Leverage shrugged: “That’s where you come in, Carroll. I ain’t the sort of thinker who can puzzle out something like that. Of course I’d say the only place the shift could have been made was when the taxi stopped at the R. L. & T. railroad crossing—and every time I think that it strikes me I must be wrong. Because any birds working a case like that couldn’t have counted on such a break in luck.”
“It might have been,” suggested Carroll, “that two men entered the cab at that crossing: Warren and another—both alive, and the killing might have occurred between then and the time the cab reached number 981 East End Avenue.”
“Might have—yes. But something tells me it didn’t. It’s asking too much—”
“Then what do you think happened?”
“I don’t think. There just simply isn’t anything you can think about an affair like that. You either know everything or you don’t know a thing!”
“I think you’re about right, Leverage. And now—let’s run over the list we have in front of us.

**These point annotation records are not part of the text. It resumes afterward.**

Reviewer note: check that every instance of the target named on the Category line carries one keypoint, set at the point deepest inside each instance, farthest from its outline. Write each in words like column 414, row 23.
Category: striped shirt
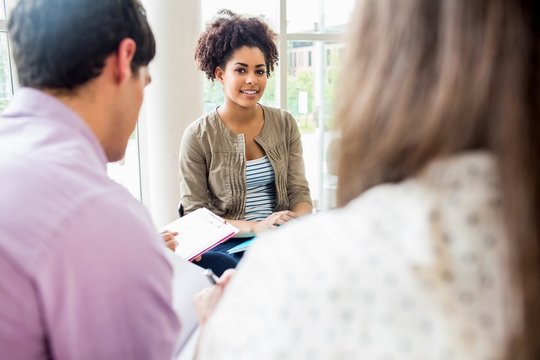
column 261, row 189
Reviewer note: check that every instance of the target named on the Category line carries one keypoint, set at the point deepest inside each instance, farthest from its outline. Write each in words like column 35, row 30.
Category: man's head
column 90, row 54
column 62, row 44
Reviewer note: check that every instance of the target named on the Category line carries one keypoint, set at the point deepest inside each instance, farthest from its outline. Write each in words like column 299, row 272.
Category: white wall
column 172, row 101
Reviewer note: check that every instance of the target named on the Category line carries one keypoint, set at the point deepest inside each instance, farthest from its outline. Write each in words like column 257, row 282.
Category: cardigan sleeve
column 297, row 185
column 193, row 172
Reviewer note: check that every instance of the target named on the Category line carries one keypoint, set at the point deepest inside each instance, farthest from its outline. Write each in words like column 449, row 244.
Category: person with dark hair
column 243, row 160
column 435, row 251
column 84, row 273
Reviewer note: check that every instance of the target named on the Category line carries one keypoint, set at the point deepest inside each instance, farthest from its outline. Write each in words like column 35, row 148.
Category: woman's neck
column 234, row 114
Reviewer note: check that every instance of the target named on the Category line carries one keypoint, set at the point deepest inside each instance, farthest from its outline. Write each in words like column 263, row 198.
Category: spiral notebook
column 200, row 231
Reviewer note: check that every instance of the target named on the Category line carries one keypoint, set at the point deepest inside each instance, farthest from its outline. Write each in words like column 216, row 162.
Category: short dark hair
column 62, row 44
column 229, row 32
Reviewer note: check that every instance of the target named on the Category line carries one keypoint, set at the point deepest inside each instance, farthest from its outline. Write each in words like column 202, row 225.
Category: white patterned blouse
column 413, row 270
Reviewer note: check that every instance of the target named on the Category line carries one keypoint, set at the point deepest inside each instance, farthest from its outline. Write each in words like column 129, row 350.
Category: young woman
column 243, row 160
column 436, row 251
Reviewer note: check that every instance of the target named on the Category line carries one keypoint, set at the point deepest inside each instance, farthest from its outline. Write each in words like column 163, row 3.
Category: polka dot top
column 413, row 270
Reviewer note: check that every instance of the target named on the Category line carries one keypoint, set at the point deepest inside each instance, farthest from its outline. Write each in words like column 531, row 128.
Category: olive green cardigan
column 213, row 164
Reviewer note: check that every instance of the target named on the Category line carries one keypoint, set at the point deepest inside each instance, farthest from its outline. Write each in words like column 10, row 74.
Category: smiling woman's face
column 244, row 77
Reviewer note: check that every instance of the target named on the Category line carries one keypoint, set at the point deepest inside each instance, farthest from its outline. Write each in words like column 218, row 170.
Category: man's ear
column 125, row 53
column 219, row 74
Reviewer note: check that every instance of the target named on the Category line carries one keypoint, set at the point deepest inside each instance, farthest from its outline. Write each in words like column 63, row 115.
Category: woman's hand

Spike Walters—the taxi driver—comes first. What about him?”
Leverage rubbed his chin. “Funny about Spike, Carroll—I think the kid’s story is true.”
“So do I.”
“But unless there’s some other answer to this affair—it’s damned hard to believe that the body could have been dumped into that cab, or that the killing could have occurred there, without Spike knowing about it. Ain’t that a fact?”